Por: Natalia Gómez Peña
La guía que ahora tiene en sus manos se inscribe en el siguiente contexto.
Hugo Albeiro George Pérez y Luis Alberto Torres Montoya, del Movimiento Ríos Vivos y opositores al Proyecto Hidroeléctrico Ituango (Hidroituango), y Yolanda Maturana, líder ambientalista de Risaralda, son tres de los defensores ambientales asesinados en Colombia en lo que va de 2018. Sus asesinatos son una muestra del duro panorama al que se enfrentan las y los defensores ambientales en Colombia y, en general, en toda Latinoamérica. América Latina ocupa desde hace varios años el primer lugar en las estadísticas de homicidios de personas como ellas. En Brasil, en 2017, se cometió la mayor cantidad de asesinatos, 49, y Colombia le sigue de cerca, con 37 asesinatos reportados (Global Witness, 2017). Las cifras son cada vez más desalentadoras en el contexto de una región que posee una gran riqueza de bienes naturales y que al mismo tiempo es objeto de megaproyectos de inversión cuyos impactos recaen generalmente en las comunidades más vulnerables (indígenas, afrodescendientes y población campesina). Y a eso se suma la falta de acceso a la información y la notoria imposibilidad de participación de la gente afectada, igual que la continua impunidad de la que gozan los criminales.
La violencia surge, entonces, como consecuencia de un sistema que no garantiza los derechos y que afecta la democracia. La violencia llega muchas veces después de que las comunidades han carecido de acceso a la información, de que se les excluye en la toma
de decisiones y de que enfrentan barreras para acceder a la justicia en asuntos ambientales. De manera que se requiere que los Estados de la región asuman compromisos
efectivos para su protección, por que es notable la agresiva realidad que viven los defensores ambientales en Colombia y, en general en toda América Latina, y son contundentes las falencias en materia de implementación de los derechos que conforman la democracia ambiental: al acceso a la información, a la participación y a la justicia en asuntos ambientales.
El 4 de marzo de 2018, veinticuatro Estados de América Latina y el Caribe, incluido el de Colombia, adoptaron el Acuerdo Regional sobre Acceso a la Información, Participación y Justicia en Asuntos Ambientales para América latina y el Caribe (Cepal, 2018).

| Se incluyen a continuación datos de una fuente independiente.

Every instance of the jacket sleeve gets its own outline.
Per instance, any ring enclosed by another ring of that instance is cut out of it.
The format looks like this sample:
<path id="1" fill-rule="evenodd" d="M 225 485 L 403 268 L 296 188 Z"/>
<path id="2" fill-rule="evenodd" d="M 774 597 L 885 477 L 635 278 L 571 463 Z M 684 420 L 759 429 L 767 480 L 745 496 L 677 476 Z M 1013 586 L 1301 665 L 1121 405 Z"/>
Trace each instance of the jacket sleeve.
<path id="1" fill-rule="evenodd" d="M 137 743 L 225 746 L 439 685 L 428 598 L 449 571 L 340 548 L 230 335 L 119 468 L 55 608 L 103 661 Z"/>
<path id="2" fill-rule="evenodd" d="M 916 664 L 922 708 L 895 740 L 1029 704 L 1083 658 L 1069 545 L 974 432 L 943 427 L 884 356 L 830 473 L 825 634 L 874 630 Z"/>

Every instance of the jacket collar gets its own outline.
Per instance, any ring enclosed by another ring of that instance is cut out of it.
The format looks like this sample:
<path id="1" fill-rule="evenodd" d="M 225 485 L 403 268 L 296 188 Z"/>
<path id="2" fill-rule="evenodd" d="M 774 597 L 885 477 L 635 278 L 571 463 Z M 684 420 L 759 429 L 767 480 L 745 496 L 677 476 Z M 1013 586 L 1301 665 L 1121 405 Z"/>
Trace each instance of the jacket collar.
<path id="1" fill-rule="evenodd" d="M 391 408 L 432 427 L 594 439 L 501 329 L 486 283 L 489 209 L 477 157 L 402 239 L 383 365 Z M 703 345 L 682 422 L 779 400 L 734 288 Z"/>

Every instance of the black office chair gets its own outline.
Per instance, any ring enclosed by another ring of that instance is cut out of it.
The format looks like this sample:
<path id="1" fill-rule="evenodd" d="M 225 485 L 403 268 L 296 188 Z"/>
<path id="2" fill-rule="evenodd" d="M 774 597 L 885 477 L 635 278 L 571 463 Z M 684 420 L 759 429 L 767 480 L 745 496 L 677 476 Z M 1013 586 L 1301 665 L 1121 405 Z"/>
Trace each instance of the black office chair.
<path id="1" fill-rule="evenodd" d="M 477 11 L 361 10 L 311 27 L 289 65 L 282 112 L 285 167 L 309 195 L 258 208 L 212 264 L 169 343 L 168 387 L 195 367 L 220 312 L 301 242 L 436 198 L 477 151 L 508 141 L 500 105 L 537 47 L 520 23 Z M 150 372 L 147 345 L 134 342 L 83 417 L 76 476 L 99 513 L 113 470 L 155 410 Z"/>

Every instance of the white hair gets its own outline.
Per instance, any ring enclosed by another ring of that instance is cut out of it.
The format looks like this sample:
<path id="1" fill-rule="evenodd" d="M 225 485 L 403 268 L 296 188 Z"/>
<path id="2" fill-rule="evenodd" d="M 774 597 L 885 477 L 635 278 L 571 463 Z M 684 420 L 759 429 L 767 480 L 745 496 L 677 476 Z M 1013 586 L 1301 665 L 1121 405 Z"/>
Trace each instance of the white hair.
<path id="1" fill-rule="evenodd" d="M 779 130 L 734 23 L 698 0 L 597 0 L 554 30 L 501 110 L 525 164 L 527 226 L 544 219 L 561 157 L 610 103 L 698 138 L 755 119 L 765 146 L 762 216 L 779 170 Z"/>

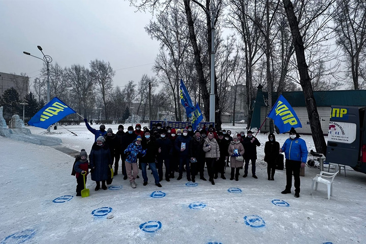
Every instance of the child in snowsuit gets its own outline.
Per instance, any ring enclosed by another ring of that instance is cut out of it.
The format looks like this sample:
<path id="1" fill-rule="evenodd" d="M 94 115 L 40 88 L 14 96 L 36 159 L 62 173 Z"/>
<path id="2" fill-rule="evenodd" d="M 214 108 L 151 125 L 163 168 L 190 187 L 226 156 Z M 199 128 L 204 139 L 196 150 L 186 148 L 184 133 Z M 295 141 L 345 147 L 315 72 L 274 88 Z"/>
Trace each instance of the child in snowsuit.
<path id="1" fill-rule="evenodd" d="M 89 162 L 86 160 L 86 152 L 84 149 L 82 149 L 80 154 L 76 158 L 76 162 L 75 162 L 74 169 L 76 171 L 76 182 L 77 186 L 76 186 L 76 196 L 81 196 L 81 190 L 84 189 L 84 176 L 82 173 L 86 174 L 85 183 L 86 183 L 86 176 L 88 174 L 88 167 Z"/>
<path id="2" fill-rule="evenodd" d="M 136 140 L 125 150 L 125 154 L 127 155 L 125 160 L 126 172 L 132 188 L 136 188 L 137 185 L 135 182 L 138 173 L 137 158 L 138 156 L 143 157 L 146 155 L 146 150 L 142 149 L 141 144 L 142 140 L 141 136 L 137 136 Z"/>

Se le llamó Acuerdo de Escazú pues se adoptó en la provincia costarricense de este nombre.
El Acuerdo de Escazú es el primer tratado sobre medio ambiente y derechos humanos de la región y el primer instrumento vinculante en el mundo en el que se reconoce el rol de las personas defensoras del ambiente. En él se incluyen también obligaciones para su protección.
El tratado del que hablamos se cimienta en el Principio 10 de la Declaración de Río de 1992 (Varios Estados, 1992 a y b). Este principio establece que los derechos de acceso a la información, a la participación y a la justicia en asuntos ambientales son esenciales para tener una buena política ambiental.
Los Estados participantes en la negociación reconocieron que todavía, a pesar de que el Principio 10 se refleja en muchas de sus legislaciones en materia de implementación de los derechos, hay muchas falencias que causan conflictos, incluso, violencia. Por esta razón, se comprometieron en un tratado regional a garantizar la efectividad en la implementación de los derechos que componen la democracia ambiental. Cuando las personas están informadas y pueden influir en la toma de decisiones, es más probable que lo decidido garantice su derecho a disfrutar de un medio ambiente sano. Además, contar con un entorno saludable es una condición esencial para el ejercicio de los derechos humanos y para el respeto de la dignidad humana (véase Stec, 2015, 9, 10 y 11).
Los desafíos ambientales actuales de nuestro mundo demandan una implementación efectiva de los derechos de acceso en cuestiones ambientales para garantizar los derechos humanos y un futuro sustentable para nuestro planeta Los derechos de acceso se constituyen en una herramienta para la prevención y la solución de conflictos socioambientales.
Cuando las personas pueden ejercer su derecho a participar de manera efectiva en las decisiones que afectan su entorno, esas decisiones tienen más legitimidad y se pueden implementar mejor (véase Stec, 2015, 9, 10 y 11). Por lo tanto, una efectiva implementación de los derechos de acceso puede contribuir a prevenir conflictos socioambientales relacionados, entre otros aspectos, con la gestión y explotación de recursos naturales, y con proyectos de desarrollo.
En Colombia, país que lucha por terminar un conflicto armado de más de cincuenta años, una implementación efectiva de los derechos de acceso mediante una democracia ambiental fortalecida puede contribuir a construir y consolidar la paz. La democracia ambiental puede también aportar en la construcción de un país más equitativo donde quienes defenden el ambiente puedan ejercer su labor con todas las garantías.